Tego samego dnia poszłyśmy pod arenę gdzie porobiłyśmy zdjęcia, później nad morze i pojechałyśmy wtedy do Gdańska, na starówkę. Poszukiwania Shannona Leto się zaczęły i pomimo początkowego zdenerwowania było warto! Kiedy wyszedł z restauracji, nie ogarnęłam, że stoję niedaleko samego perkusisty SHANNONA! Moim skromnym zdaniem zachował się bardzo fajnie, zrobił sobie z nami grupowe zdjęcie, widać jedynie moją rękę, ale to nie szkodzi, w końcu widziałam samego Shannona Leto!!! (nie, ja nadal w to nie wierzę). Na koniec kiedy Shannon odchodził, powiedziałam "Thank You" bo nic innego nie potrafiłam z siebie wydobyć, a teraz właściwie się z tego śmieje. Uradowane poszłyśmy z Justyną odebrać Julkę i Piotra z dworca, aby mogli do nas dołączyć, dostałyśmy telefon że Tomo jest na mieście, i przebiegliśmy to miejsce ale właściwie nie byłam mocno rozczarowana. Staliśmy jakiś czas przed hotelem kiedy rozbrzmiał głośny krzyk. Tomo uciekał przed dużą liczbą osób. My staliśmy właściwie nie chcąc go gonić. Tomo zatrzymał się na chwilę więc krzyknęliśmy do niego "Hi", a później uciekł dalej w towarzystwie Steviego. Później wędrowaliśmy jeszcze po mieście i w końcu staliśmy sobie tak właściwie zmęczeni. Odwróciłam się i mówię : TO JEST SHANNON.

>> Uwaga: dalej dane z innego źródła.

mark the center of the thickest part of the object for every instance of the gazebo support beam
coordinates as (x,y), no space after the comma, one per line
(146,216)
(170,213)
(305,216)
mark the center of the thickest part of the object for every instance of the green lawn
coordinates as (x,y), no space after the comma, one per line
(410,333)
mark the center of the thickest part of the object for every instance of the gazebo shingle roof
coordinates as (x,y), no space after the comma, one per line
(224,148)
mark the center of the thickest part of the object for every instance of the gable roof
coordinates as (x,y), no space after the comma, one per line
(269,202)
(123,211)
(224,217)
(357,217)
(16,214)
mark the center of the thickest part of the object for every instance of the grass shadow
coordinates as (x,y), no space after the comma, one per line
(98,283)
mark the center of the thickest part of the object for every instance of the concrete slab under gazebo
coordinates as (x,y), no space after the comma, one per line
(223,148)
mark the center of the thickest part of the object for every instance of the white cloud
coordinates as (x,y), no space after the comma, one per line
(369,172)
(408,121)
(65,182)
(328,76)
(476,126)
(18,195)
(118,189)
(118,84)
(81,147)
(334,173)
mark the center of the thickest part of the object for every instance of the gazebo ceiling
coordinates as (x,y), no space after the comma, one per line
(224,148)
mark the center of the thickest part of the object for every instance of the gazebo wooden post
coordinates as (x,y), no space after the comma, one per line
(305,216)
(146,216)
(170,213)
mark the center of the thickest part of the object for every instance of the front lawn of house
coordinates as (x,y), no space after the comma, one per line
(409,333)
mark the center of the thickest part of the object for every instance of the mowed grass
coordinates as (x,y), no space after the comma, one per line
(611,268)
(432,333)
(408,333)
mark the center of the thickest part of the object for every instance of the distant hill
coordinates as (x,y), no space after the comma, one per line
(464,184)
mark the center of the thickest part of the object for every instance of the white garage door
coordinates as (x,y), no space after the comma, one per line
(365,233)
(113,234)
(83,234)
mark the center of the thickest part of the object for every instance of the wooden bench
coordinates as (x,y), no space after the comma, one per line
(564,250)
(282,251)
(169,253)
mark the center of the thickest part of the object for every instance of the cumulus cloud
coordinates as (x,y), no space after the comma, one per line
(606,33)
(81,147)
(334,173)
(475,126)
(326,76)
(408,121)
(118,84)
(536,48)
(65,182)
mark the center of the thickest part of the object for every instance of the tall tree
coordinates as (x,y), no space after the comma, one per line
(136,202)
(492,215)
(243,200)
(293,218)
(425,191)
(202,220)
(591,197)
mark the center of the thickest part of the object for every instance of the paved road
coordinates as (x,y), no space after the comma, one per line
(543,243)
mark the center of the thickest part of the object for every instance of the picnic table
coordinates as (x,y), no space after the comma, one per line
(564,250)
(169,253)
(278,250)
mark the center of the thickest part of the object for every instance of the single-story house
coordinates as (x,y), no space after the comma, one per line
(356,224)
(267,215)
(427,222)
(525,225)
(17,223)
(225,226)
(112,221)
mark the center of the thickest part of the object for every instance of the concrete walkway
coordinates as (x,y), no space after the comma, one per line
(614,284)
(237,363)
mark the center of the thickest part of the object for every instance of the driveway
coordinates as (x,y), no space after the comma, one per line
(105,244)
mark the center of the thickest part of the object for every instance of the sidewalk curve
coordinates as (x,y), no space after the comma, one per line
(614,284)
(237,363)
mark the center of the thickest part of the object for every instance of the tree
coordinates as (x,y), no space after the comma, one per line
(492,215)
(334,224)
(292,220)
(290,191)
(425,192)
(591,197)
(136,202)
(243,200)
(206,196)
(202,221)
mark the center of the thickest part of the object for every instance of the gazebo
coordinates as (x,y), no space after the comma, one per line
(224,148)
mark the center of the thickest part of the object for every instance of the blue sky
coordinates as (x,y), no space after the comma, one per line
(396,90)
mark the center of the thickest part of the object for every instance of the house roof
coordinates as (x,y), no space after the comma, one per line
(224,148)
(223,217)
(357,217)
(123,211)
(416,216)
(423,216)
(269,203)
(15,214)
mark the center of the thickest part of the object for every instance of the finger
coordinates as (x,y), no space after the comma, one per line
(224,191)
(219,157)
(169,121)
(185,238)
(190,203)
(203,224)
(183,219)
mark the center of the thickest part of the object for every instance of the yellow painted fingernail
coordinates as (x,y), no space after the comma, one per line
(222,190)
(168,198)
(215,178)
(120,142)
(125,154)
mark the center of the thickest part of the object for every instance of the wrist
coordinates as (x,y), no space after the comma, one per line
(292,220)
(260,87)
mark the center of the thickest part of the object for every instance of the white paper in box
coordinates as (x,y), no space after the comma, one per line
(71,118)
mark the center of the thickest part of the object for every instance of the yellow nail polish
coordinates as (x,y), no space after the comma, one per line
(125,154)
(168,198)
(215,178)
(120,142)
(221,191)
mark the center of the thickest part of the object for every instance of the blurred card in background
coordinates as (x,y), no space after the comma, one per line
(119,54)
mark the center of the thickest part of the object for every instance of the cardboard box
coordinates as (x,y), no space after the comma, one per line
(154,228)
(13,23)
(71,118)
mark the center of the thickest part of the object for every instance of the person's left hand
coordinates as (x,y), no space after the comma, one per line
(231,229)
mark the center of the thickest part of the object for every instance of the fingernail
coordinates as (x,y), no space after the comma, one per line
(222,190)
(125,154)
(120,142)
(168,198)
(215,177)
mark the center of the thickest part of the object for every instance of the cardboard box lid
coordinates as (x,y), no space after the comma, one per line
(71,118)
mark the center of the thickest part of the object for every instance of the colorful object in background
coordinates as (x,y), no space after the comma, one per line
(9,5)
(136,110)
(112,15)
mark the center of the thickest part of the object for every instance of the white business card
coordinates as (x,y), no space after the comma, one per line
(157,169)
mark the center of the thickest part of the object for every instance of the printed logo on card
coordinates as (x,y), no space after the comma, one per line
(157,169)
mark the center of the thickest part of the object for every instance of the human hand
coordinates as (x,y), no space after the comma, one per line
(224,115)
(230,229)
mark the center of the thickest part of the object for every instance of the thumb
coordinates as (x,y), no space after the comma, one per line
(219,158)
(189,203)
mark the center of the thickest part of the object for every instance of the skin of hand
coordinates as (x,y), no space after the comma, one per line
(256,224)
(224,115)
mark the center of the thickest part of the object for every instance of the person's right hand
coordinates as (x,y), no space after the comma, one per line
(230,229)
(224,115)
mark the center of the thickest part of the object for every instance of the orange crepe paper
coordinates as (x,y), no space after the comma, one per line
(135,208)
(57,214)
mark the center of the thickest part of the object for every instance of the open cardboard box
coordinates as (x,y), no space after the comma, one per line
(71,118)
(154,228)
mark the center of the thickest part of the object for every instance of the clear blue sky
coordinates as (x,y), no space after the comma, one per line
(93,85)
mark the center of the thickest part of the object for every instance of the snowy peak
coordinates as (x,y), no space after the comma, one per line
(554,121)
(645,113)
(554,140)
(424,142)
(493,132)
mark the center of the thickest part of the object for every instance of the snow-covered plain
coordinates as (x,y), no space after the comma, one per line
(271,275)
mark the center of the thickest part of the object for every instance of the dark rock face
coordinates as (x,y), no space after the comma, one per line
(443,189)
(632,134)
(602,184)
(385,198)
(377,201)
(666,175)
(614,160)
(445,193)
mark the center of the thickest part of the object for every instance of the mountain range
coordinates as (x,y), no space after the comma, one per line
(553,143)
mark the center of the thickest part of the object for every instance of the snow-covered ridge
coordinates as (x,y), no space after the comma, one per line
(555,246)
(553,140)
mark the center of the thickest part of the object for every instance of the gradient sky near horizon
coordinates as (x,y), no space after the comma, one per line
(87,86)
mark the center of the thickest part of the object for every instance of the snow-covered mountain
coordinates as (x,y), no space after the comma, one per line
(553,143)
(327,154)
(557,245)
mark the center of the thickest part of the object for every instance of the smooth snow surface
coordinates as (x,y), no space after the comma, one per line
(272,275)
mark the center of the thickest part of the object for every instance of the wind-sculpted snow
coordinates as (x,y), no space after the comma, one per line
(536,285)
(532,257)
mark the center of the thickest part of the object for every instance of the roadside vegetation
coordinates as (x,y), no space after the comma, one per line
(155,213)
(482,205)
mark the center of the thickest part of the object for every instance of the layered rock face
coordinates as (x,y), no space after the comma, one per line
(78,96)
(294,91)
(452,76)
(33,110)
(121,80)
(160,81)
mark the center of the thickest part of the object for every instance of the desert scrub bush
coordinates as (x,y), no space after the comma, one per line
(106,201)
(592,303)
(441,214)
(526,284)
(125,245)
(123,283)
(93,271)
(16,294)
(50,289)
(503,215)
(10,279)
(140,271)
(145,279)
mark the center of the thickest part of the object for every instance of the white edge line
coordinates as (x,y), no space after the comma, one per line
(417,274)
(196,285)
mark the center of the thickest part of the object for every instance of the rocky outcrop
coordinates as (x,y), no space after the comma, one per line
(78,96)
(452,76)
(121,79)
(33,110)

- Gdzie? Nie, to nie Shannon, OMG to jednak on!!
Podeszliśmy do niego jak do zwierzęcia, żeby nam nie uciekł haha, poprosiliśmy o zdjęcie, zgodził się na grupowe, uradowani zrobiliśmy to zdjęcie, po czym powiedzieliśmy "have a nice day" & "see u tommorow" na co uśmiechnął się i odpowiedział "tommorow". Komiczna sytuacja. Później spotkaliśmy go jeszcze raz i machaliśmy jak dzieci gdy jechał rowerem. Rzucił do nas : What's going on? Zapewne zastanawiając się, czemu za nim nie biegniemy. Komicznie super sprawa. Jeszcze zamiast wołać Shannon. wyszło coś w sensie Sha-hahahaha-nnon. Czekaliśmy jeszcze na Jareda, ale nie doczekaliśmy się i wróciliśmy do hostelu. Następnego dnia był koncert. Przed areną byliśmy około 14. Nie było wiele ludzi. Poznałam kilka fajnych osób.
Kiedy otworzyły się bramki, właściwie myślałam, że się uduszę. Tłum cholernie napierał, ale było warto. Miałam z Justyną bilet na płytę A, miałyśmy barierki.
Samego koncertu nie da się opisać w słowa. Było M-A-G-I-C-Z-N-I-E.
Następnego dnia pojechaliśmy jeszcze na starówkę, porobiliśmy zdjęcia, pośmialiśmy się i wróciłyśmy do domu.
To była zdecydowanie najlepsza majówka w moim życiu, i dziękuję Oli za spełnienie kolejnego marzenia związanego z koncertem Marsów.
Obyśmy spotkali się niebawem!!
Czekam na nową płytę i na nową energię od Marsiaków.